Mkhwebane released her findings following an investigation into the misuse of funds allocated to Traffic and Events Management Company (Traffic Events) who was organising the Umsobomvu Youth Tourism and Cultural event.

According to the report, R1 million was paid to the company for the festival that never took place. This payment was made after Palm apparently requested an amount of R1.6 million from the NCACC for the festival.

Saul yesterday said that when he read the report, he realised that something was very wrong.

“You do not need to be an expert to understand the Public Protector’s report. When we received the report from the Office of the Public Protector, I could pick up that something was wrong. The report was straightforward and easy to understand. The findings were also very clear,” said Saul.

He added that corruption in the Province was hampering service delivery. “We have massive challenges and limited resources available to fight these challenges. The provincial government has lost

R1 million and we now need to embark on a process to recover this money.

“The cultural and creative industries, during a meeting, indicated they only receive R700 000 annually to do their work. That

R1 million can be used to boost the arts industry in the Province. If we do not stop the corruption train now we will never achieve the goals we have set for ourselves.

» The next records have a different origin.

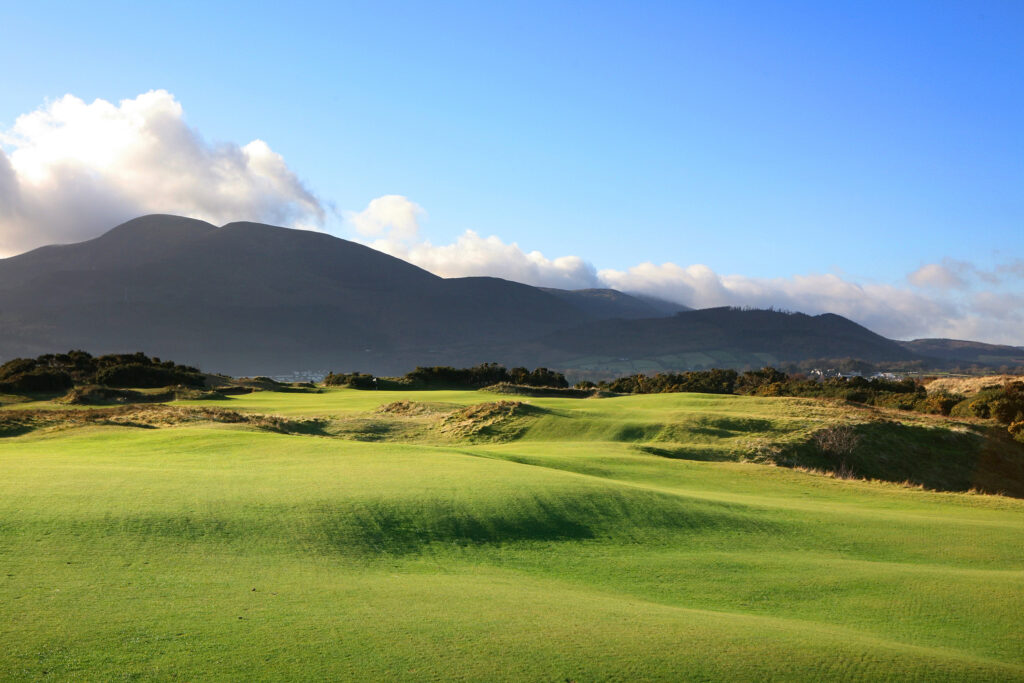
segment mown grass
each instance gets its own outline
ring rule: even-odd
[[[431,422],[501,398],[257,392],[179,404],[334,428],[0,439],[0,678],[1024,680],[1024,501],[736,462],[860,411],[660,394],[524,398],[512,440]],[[377,412],[402,399],[432,408]]]

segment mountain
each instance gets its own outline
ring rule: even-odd
[[[962,339],[914,339],[899,342],[920,355],[963,365],[1024,366],[1024,347],[985,344]]]
[[[759,367],[811,358],[900,362],[921,356],[834,313],[706,308],[669,317],[609,319],[558,330],[523,347],[553,367],[613,373]]]
[[[143,216],[0,260],[0,360],[83,348],[233,375],[483,361],[606,374],[949,357],[933,341],[900,345],[827,313],[443,279],[356,243],[249,222]]]
[[[239,374],[404,372],[461,360],[449,349],[466,342],[590,319],[532,287],[445,280],[352,242],[257,223],[144,216],[0,261],[0,357],[144,349]]]

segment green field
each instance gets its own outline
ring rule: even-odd
[[[0,679],[1024,680],[1024,501],[739,462],[843,405],[507,398],[0,438]]]

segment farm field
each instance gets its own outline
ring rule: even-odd
[[[1024,501],[751,462],[868,423],[953,460],[954,421],[348,389],[112,416],[0,438],[0,679],[1024,680]]]

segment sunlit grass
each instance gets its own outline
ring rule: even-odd
[[[371,420],[399,398],[500,397],[206,404]],[[0,439],[0,678],[1024,679],[1024,502],[726,458],[857,419],[840,405],[528,400],[504,442]],[[668,438],[722,458],[638,447]]]

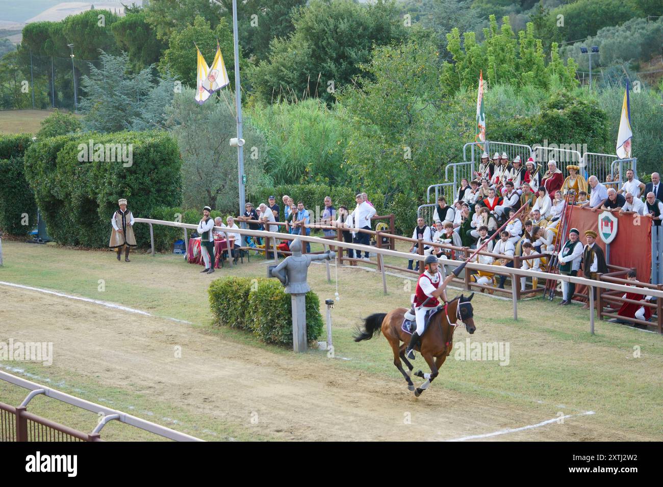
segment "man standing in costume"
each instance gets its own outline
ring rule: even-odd
[[[211,208],[206,206],[203,208],[203,218],[198,222],[197,229],[200,235],[200,253],[203,255],[205,268],[201,272],[211,274],[214,272],[214,220],[210,216]]]
[[[111,232],[111,241],[108,246],[115,248],[117,254],[117,260],[121,260],[122,247],[125,248],[125,262],[131,262],[129,260],[129,249],[136,246],[136,237],[133,234],[133,215],[127,209],[127,200],[121,198],[117,201],[119,209],[113,213],[111,224],[113,231]]]
[[[558,257],[560,274],[565,276],[573,276],[573,277],[578,275],[583,253],[583,246],[579,240],[579,238],[580,232],[577,231],[577,229],[571,229],[569,231],[569,239],[564,244]],[[563,306],[571,304],[571,300],[573,299],[575,292],[575,284],[562,281],[562,302],[560,304]]]
[[[583,250],[582,254],[582,272],[585,277],[587,279],[596,280],[596,275],[599,272],[605,274],[608,272],[608,266],[605,264],[605,256],[603,254],[603,249],[596,243],[596,232],[593,230],[587,230],[585,232],[585,237],[587,238],[587,245]],[[594,288],[594,299],[596,299],[596,288]],[[589,301],[588,301],[583,306],[583,309],[589,309]]]

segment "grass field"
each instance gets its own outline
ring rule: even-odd
[[[509,301],[475,295],[473,303],[477,331],[471,340],[508,343],[511,352],[509,364],[501,366],[495,361],[452,360],[452,355],[443,366],[440,376],[422,398],[415,401],[392,364],[387,341],[377,337],[368,342],[355,343],[351,337],[361,317],[406,305],[413,287],[412,281],[405,276],[389,276],[389,292],[384,296],[379,274],[361,268],[344,266],[338,270],[341,299],[332,312],[333,340],[336,356],[347,360],[330,360],[318,351],[295,355],[286,349],[262,344],[240,331],[211,324],[206,289],[212,277],[218,278],[231,274],[264,276],[265,264],[261,258],[252,257],[250,264],[227,266],[210,276],[199,274],[199,268],[174,255],[160,254],[152,258],[149,254],[137,254],[132,262],[125,264],[118,263],[113,254],[107,251],[72,250],[6,240],[3,246],[5,266],[0,268],[0,281],[121,303],[158,317],[186,320],[192,324],[160,323],[152,333],[151,329],[147,328],[152,326],[151,323],[137,321],[135,325],[129,326],[123,318],[121,323],[119,321],[117,324],[106,323],[103,329],[99,329],[98,339],[93,335],[88,337],[88,329],[100,327],[96,323],[108,320],[109,315],[99,315],[89,320],[74,316],[68,317],[70,321],[56,323],[57,317],[66,315],[74,305],[52,301],[50,298],[48,301],[44,301],[38,294],[34,296],[19,294],[0,285],[0,294],[5,296],[5,299],[0,300],[0,317],[3,314],[13,317],[12,323],[4,320],[3,323],[3,320],[0,319],[0,341],[30,330],[46,333],[62,329],[63,335],[71,337],[70,341],[75,341],[76,337],[80,337],[86,347],[101,347],[99,349],[101,351],[105,341],[113,343],[115,339],[118,347],[122,344],[125,348],[131,347],[138,339],[137,337],[132,339],[133,331],[137,335],[145,335],[141,339],[145,339],[148,348],[151,343],[158,345],[163,334],[168,332],[179,334],[173,339],[195,340],[196,343],[191,346],[198,347],[197,350],[200,350],[202,354],[208,352],[210,356],[206,360],[227,354],[231,362],[239,360],[241,367],[258,366],[256,370],[260,371],[261,376],[255,376],[255,380],[265,381],[259,386],[259,391],[269,389],[269,394],[265,393],[269,401],[265,400],[271,402],[265,407],[265,414],[272,415],[270,424],[276,425],[260,430],[252,429],[245,421],[233,415],[235,409],[245,406],[243,401],[253,404],[249,395],[239,394],[238,399],[236,394],[219,390],[217,394],[223,400],[219,404],[235,401],[233,411],[224,409],[223,413],[217,415],[214,407],[223,409],[223,406],[215,406],[206,412],[201,409],[196,413],[196,408],[193,407],[195,401],[182,405],[178,398],[151,390],[137,378],[134,380],[131,374],[124,376],[123,373],[126,372],[116,374],[112,360],[107,358],[103,363],[97,364],[96,360],[91,360],[87,349],[71,352],[72,358],[64,360],[66,363],[58,364],[54,360],[50,367],[32,362],[21,363],[18,367],[14,364],[15,368],[24,370],[23,374],[39,377],[40,380],[34,379],[36,382],[48,379],[56,387],[62,383],[68,389],[64,392],[76,394],[71,391],[84,391],[78,394],[90,400],[98,401],[99,398],[112,400],[112,407],[129,409],[127,412],[150,411],[153,415],[135,413],[156,422],[160,421],[155,418],[166,418],[161,422],[175,429],[180,428],[168,423],[167,418],[178,418],[180,425],[194,424],[195,429],[181,429],[208,439],[316,439],[318,437],[309,430],[313,427],[312,424],[318,423],[335,428],[333,434],[330,433],[331,436],[323,437],[337,437],[334,435],[342,435],[344,431],[347,431],[347,439],[378,437],[377,435],[362,436],[362,433],[355,428],[334,423],[333,418],[324,415],[324,406],[320,406],[318,411],[310,411],[310,408],[318,407],[318,402],[314,402],[312,399],[310,408],[302,406],[300,413],[304,419],[298,417],[284,419],[288,417],[284,411],[278,410],[280,407],[284,409],[296,407],[296,405],[290,403],[279,406],[282,396],[288,394],[291,385],[301,387],[302,390],[308,391],[306,394],[310,397],[315,397],[316,401],[324,403],[328,396],[324,390],[320,390],[320,386],[326,384],[325,387],[330,388],[330,411],[334,407],[335,394],[340,395],[347,398],[343,402],[350,403],[348,407],[351,407],[352,402],[359,402],[371,407],[381,408],[376,415],[391,417],[392,413],[400,416],[401,420],[398,422],[401,423],[401,427],[404,408],[420,415],[435,411],[428,421],[430,425],[434,425],[431,427],[438,430],[445,427],[438,424],[440,415],[452,411],[455,419],[442,421],[451,429],[447,433],[438,431],[441,436],[432,436],[430,428],[422,427],[420,431],[417,430],[420,437],[426,439],[461,437],[465,431],[468,433],[485,433],[503,427],[517,427],[554,417],[558,413],[573,415],[589,411],[595,414],[573,418],[568,421],[569,424],[563,426],[547,426],[499,439],[648,441],[660,439],[663,435],[663,412],[660,409],[663,402],[663,339],[654,333],[605,321],[597,321],[596,335],[590,336],[587,312],[581,310],[579,306],[560,309],[556,302],[539,298],[521,301],[518,305],[519,319],[514,322],[511,319]],[[332,278],[332,282],[328,283],[324,265],[312,265],[309,281],[321,301],[332,298],[336,290],[333,266]],[[103,291],[99,290],[99,280],[103,280]],[[457,292],[459,293],[452,290],[450,294],[454,296]],[[25,305],[25,301],[32,299],[34,314],[26,315],[25,309],[21,307]],[[118,315],[120,312],[114,313],[114,315]],[[113,327],[117,327],[117,337],[108,335]],[[142,330],[137,327],[145,327],[145,333],[141,333]],[[169,331],[171,329],[173,331]],[[455,341],[456,344],[465,343],[469,337],[464,329],[459,329]],[[111,343],[109,346],[112,349]],[[211,348],[206,351],[206,347]],[[62,347],[66,349],[67,344],[63,344]],[[238,351],[241,352],[235,354]],[[128,352],[123,356],[123,360],[133,360],[133,356]],[[152,362],[156,360],[151,356]],[[143,366],[146,360],[141,358],[132,366]],[[416,362],[416,366],[421,366],[418,363],[421,359]],[[85,366],[82,364],[79,368],[78,362]],[[168,366],[167,361],[159,363],[160,367]],[[192,362],[191,366],[195,367],[197,363]],[[217,366],[223,368],[222,364],[213,366],[211,370],[215,370]],[[229,370],[235,370],[233,363],[227,366]],[[86,374],[88,368],[95,367],[101,373]],[[153,370],[151,373],[154,374],[154,380],[166,381],[168,374],[161,379],[158,369],[151,369]],[[103,373],[107,370],[106,374]],[[237,368],[240,370],[241,367]],[[200,373],[211,373],[210,368],[201,370],[204,372]],[[169,373],[176,375],[184,372],[180,367]],[[233,373],[224,376],[216,384],[227,384],[229,389],[233,389],[235,383],[232,380],[235,375]],[[180,386],[182,388],[186,387],[186,378],[188,376],[181,378]],[[196,380],[194,376],[190,376],[192,388]],[[149,378],[146,377],[145,383]],[[251,381],[253,380],[252,377]],[[316,380],[321,384],[316,386]],[[270,387],[270,380],[278,386]],[[17,390],[16,388],[0,383],[0,400],[15,404],[24,395],[23,390]],[[54,419],[69,425],[86,431],[91,429],[90,423],[86,422],[90,419],[84,419],[84,415],[80,411],[54,406],[52,402],[47,402],[44,398],[40,400],[42,403],[35,403],[37,413],[40,411],[45,414],[48,411],[49,417],[56,415]],[[302,397],[302,404],[306,404],[306,400]],[[250,412],[250,409],[247,411]],[[349,415],[357,411],[350,409],[343,411],[345,413]],[[280,421],[284,421],[288,423],[286,431],[278,426]],[[302,424],[304,421],[310,421],[310,424]],[[383,426],[376,423],[375,426],[376,429],[391,427],[388,421]],[[370,425],[365,428],[370,429]],[[129,429],[117,425],[109,428],[105,435],[109,439],[136,437],[137,433],[127,431]],[[201,433],[202,430],[210,433]]]
[[[0,134],[36,134],[50,110],[3,110],[0,111]]]

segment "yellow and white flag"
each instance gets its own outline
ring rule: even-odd
[[[203,87],[210,93],[213,93],[216,90],[227,86],[229,83],[228,73],[225,70],[225,64],[223,64],[223,56],[221,54],[221,48],[217,44],[216,45],[216,54],[214,56],[214,60],[212,61],[207,78],[203,82]]]
[[[196,101],[198,105],[202,105],[210,97],[210,91],[205,89],[204,83],[210,74],[210,67],[205,62],[205,58],[200,54],[200,50],[196,46],[198,52],[198,69],[196,75]]]
[[[629,83],[627,82],[622,103],[621,119],[619,120],[619,131],[617,133],[617,152],[620,159],[631,158],[631,142],[633,133],[631,130],[631,103],[629,99]]]

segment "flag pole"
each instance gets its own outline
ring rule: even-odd
[[[237,0],[233,0],[233,39],[235,44],[235,97],[237,108],[237,140],[242,138],[242,95],[239,84],[239,43],[237,37]],[[237,144],[237,181],[239,187],[239,213],[244,212],[246,203],[244,193],[244,149]]]

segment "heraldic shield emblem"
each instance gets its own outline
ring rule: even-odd
[[[606,244],[615,240],[617,235],[617,217],[609,211],[599,214],[599,235]]]

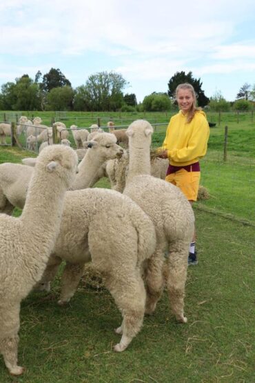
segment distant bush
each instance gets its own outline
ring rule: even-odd
[[[252,108],[252,104],[247,100],[240,99],[234,103],[233,108],[235,110],[247,111]]]

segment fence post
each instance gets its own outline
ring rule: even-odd
[[[224,157],[223,160],[227,161],[227,125],[225,127],[225,136],[224,136]]]
[[[52,141],[53,144],[58,144],[57,126],[52,126]]]

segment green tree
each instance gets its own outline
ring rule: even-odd
[[[17,101],[14,93],[15,83],[7,82],[1,86],[1,99],[3,110],[14,110],[14,106]]]
[[[228,112],[230,109],[230,104],[222,96],[221,92],[216,92],[210,98],[210,108],[215,112]]]
[[[37,72],[37,75],[39,73],[39,72]],[[61,88],[65,86],[71,86],[71,83],[59,69],[54,68],[52,68],[48,73],[44,75],[41,83],[41,88],[46,92],[50,92],[54,88]]]
[[[123,104],[123,89],[128,83],[119,73],[100,72],[87,80],[83,95],[90,110],[116,110]]]
[[[247,111],[251,109],[252,104],[248,100],[241,99],[234,103],[233,108],[235,110]]]
[[[46,97],[48,110],[72,110],[74,90],[71,86],[54,88]]]
[[[126,93],[124,96],[124,102],[130,106],[136,106],[136,96],[134,93],[131,93],[130,95]]]
[[[147,112],[162,112],[171,109],[171,101],[165,93],[153,92],[143,101],[143,110]]]
[[[241,87],[239,92],[237,93],[236,99],[243,99],[245,100],[249,99],[250,88],[251,88],[251,85],[245,82],[245,84],[244,84],[243,86]]]
[[[2,86],[2,105],[10,110],[39,110],[40,89],[28,75]]]
[[[210,102],[210,99],[205,95],[204,91],[202,90],[203,83],[201,79],[196,79],[192,76],[192,72],[189,72],[187,75],[185,72],[176,72],[174,75],[171,77],[168,82],[168,95],[172,99],[174,99],[175,90],[180,84],[189,83],[193,86],[193,88],[197,95],[197,103],[198,106],[205,106]]]

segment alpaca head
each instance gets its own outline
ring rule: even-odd
[[[54,173],[54,177],[59,176],[69,188],[77,173],[78,157],[69,146],[50,145],[39,153],[35,166],[46,168],[49,173]]]
[[[147,121],[136,119],[127,128],[125,134],[131,142],[135,139],[136,142],[152,141],[153,128]]]
[[[114,135],[98,133],[92,140],[83,142],[83,148],[89,148],[90,150],[93,150],[93,155],[106,161],[123,155],[123,148],[116,143],[116,138]]]

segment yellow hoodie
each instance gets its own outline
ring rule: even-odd
[[[197,162],[207,148],[210,128],[203,110],[197,110],[189,123],[181,110],[173,116],[168,124],[163,146],[167,150],[171,165],[185,166]]]

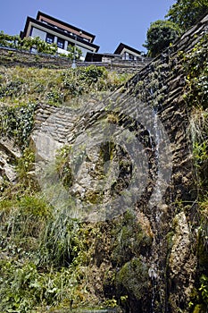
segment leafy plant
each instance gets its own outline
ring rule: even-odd
[[[148,50],[148,55],[154,57],[171,44],[180,33],[177,24],[170,21],[158,20],[150,24],[146,33],[146,41],[143,45]]]

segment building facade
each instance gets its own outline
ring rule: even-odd
[[[82,60],[87,52],[97,52],[99,46],[94,44],[95,35],[70,25],[44,13],[38,12],[37,18],[27,18],[21,38],[39,37],[48,44],[56,44],[58,53],[68,54],[68,46],[75,46],[82,52]]]

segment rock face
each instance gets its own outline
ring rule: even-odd
[[[8,138],[0,139],[0,180],[8,180],[15,182],[17,174],[14,161],[21,156],[20,148],[14,141]]]
[[[37,110],[31,141],[40,186],[54,207],[73,202],[71,217],[104,224],[109,238],[95,243],[93,270],[103,280],[94,292],[126,297],[126,312],[189,312],[196,194],[179,51],[190,51],[207,23],[206,17],[116,92],[80,99],[76,109]],[[15,180],[4,156],[1,166]]]

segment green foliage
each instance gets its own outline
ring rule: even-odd
[[[66,106],[79,96],[112,91],[131,76],[93,65],[55,71],[4,67],[1,72],[0,99],[7,106],[37,102]]]
[[[112,235],[114,238],[112,260],[119,266],[139,254],[147,253],[152,244],[152,238],[141,229],[130,211],[124,214],[120,223],[116,222]]]
[[[135,258],[121,267],[115,282],[118,290],[124,289],[131,297],[140,300],[148,289],[147,268],[139,258]]]
[[[36,106],[33,103],[4,106],[0,112],[1,133],[14,138],[22,149],[29,144]]]
[[[154,57],[171,44],[180,33],[177,24],[170,21],[158,20],[150,24],[146,33],[146,41],[143,45],[147,48],[148,55]]]
[[[184,54],[184,67],[186,70],[185,99],[189,106],[207,107],[208,101],[208,44],[207,35],[195,47]]]
[[[19,36],[10,36],[0,32],[0,46],[17,48],[21,50],[35,49],[37,53],[55,55],[57,46],[55,44],[47,44],[40,38],[24,38],[21,39]]]
[[[177,0],[170,8],[166,17],[183,30],[199,21],[208,13],[207,0]]]
[[[78,47],[68,45],[67,51],[69,52],[67,57],[69,57],[71,60],[73,60],[74,58],[76,60],[80,60],[80,57],[82,56],[82,51]]]

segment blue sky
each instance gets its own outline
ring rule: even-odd
[[[152,21],[164,20],[176,0],[0,0],[0,30],[19,35],[27,16],[42,11],[96,35],[99,52],[122,42],[140,51]]]

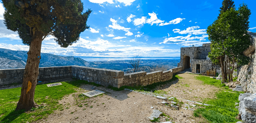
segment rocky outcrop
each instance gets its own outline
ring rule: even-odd
[[[256,47],[256,34],[248,32],[251,36],[250,47]],[[252,93],[256,93],[256,54],[251,53],[250,64],[237,68],[237,81],[240,82],[244,90]]]

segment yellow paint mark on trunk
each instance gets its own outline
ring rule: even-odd
[[[28,81],[28,88],[27,89],[27,94],[28,94],[28,92],[29,91],[29,90],[31,89],[31,87],[32,86],[32,83],[30,82],[30,81]]]

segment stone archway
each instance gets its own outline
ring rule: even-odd
[[[183,65],[184,69],[190,68],[190,57],[186,56],[183,57]]]

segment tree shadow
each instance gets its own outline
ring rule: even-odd
[[[13,111],[4,118],[0,122],[10,123],[18,118],[19,116],[25,112],[25,110]]]

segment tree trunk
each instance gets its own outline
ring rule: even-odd
[[[34,96],[36,85],[38,67],[41,58],[41,47],[43,34],[39,32],[35,33],[34,38],[29,45],[28,52],[28,59],[23,76],[23,82],[20,100],[16,110],[30,110],[38,105],[34,101]]]

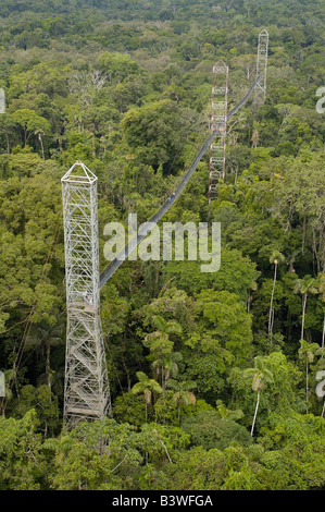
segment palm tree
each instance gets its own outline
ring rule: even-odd
[[[309,364],[313,363],[315,353],[318,351],[318,343],[308,343],[305,340],[300,340],[300,349],[298,351],[300,361],[305,362],[305,412],[308,414],[308,377],[309,377]]]
[[[195,393],[191,392],[192,389],[196,389],[197,383],[193,380],[179,382],[178,380],[170,379],[167,387],[175,391],[173,398],[178,405],[178,422],[180,422],[182,405],[195,404],[197,401]]]
[[[161,374],[161,387],[163,394],[166,390],[166,383],[170,377],[176,377],[178,373],[178,364],[182,361],[180,352],[172,352],[167,355],[159,356],[151,365],[155,370],[155,375]]]
[[[284,255],[279,253],[278,251],[273,251],[272,255],[270,256],[270,263],[274,264],[273,288],[272,288],[270,314],[268,314],[268,336],[271,337],[271,339],[273,334],[273,322],[274,322],[273,300],[274,300],[274,291],[275,291],[275,283],[276,283],[277,266],[284,260],[285,260]]]
[[[150,379],[143,371],[137,371],[137,379],[139,382],[134,385],[132,393],[139,394],[143,393],[146,403],[146,423],[148,422],[148,405],[151,404],[152,394],[162,393],[161,386],[154,379]]]
[[[301,320],[301,334],[300,339],[303,340],[304,332],[304,317],[307,308],[307,296],[309,293],[318,293],[316,289],[316,279],[311,276],[304,276],[303,279],[297,279],[295,282],[295,293],[301,293],[302,295],[302,320]]]
[[[166,381],[170,376],[175,377],[178,371],[177,363],[182,355],[178,352],[173,353],[174,342],[170,340],[172,334],[180,334],[183,329],[176,320],[165,320],[160,315],[152,317],[157,330],[146,336],[143,340],[145,346],[150,349],[150,353],[154,358],[152,368],[157,375],[161,375],[162,392],[165,392]]]
[[[258,392],[254,418],[253,418],[251,432],[250,432],[250,435],[252,436],[254,432],[254,426],[255,426],[255,420],[257,420],[258,411],[259,411],[260,394],[261,394],[262,389],[265,386],[265,382],[273,382],[273,374],[272,371],[265,368],[264,363],[263,363],[263,357],[258,355],[257,357],[254,357],[254,367],[247,368],[245,370],[245,375],[252,376],[253,378],[252,390]]]

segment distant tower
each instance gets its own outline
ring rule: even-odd
[[[111,413],[100,320],[97,176],[76,162],[62,178],[66,359],[64,423],[102,419]]]
[[[254,101],[253,101],[254,111],[260,105],[263,105],[265,101],[267,49],[268,49],[268,33],[264,28],[259,34],[257,76],[260,76],[261,80],[255,85],[255,89],[254,89]]]
[[[0,113],[5,113],[5,94],[0,89]]]
[[[209,204],[217,196],[217,182],[225,179],[228,68],[218,61],[212,69],[213,87],[211,98],[211,132],[217,132],[210,146],[209,160]]]

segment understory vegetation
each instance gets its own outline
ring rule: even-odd
[[[324,489],[323,22],[321,0],[1,1],[0,489]],[[217,198],[208,151],[164,218],[221,222],[221,268],[118,268],[112,417],[65,430],[60,180],[98,176],[102,270],[104,225],[167,199],[209,135],[212,66],[230,109],[263,28],[266,99],[229,121]]]

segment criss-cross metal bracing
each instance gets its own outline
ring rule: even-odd
[[[228,66],[220,61],[212,69],[213,87],[211,98],[210,131],[216,132],[210,145],[209,159],[209,203],[217,197],[217,183],[225,179],[226,135],[227,135],[227,97]]]
[[[266,96],[266,70],[267,70],[268,33],[265,31],[259,34],[257,76],[260,76],[254,89],[253,110],[263,105]]]
[[[100,320],[97,178],[76,162],[62,178],[66,358],[64,423],[101,419],[111,410]]]

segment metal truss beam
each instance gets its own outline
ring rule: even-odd
[[[225,179],[226,168],[226,135],[227,135],[227,97],[228,68],[217,62],[213,69],[213,87],[211,98],[210,131],[216,132],[215,139],[210,146],[209,159],[209,204],[217,196],[217,183]]]
[[[64,424],[111,413],[100,320],[97,176],[77,161],[62,178],[66,358]]]
[[[259,34],[257,76],[260,80],[254,89],[253,110],[255,111],[260,105],[263,105],[266,96],[266,71],[267,71],[267,51],[268,51],[268,33],[265,31]]]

“If we steal, we are stealing from the poor because that money is supposed to be utilised for them. That is the brutality of corruption. Corruption robs the poor of the limited resources available,” he said.

Saul, however, indicated that he was not in a position to remove Palm from office with immediate effect, as demanded by the union.

“The HOD has taken the report up for review. It is within her right to do so. I will have to respect that decision and wait for the outcome of that review before I can make any decision. I cannot use a report that has been challenged on review to suspend the HOD. I cannot pre-empt the outcome of the review.

“The HOD has sent us all the documents to prove that she is challenging the report. We all need to wait patiently for the outcome of the review,” he said.

The branch chairperson of Nehawu in the department, Victor Modise, called on workers to return to their posts.

“We have achieved what we wanted . . . we have been calling for Palm to be placed on leave and our call was adhered to. We will return to work but will not let this matter slide. Palm must remain on leave until the finalisation of her review. When her leave ends, we will start again,” said Modise.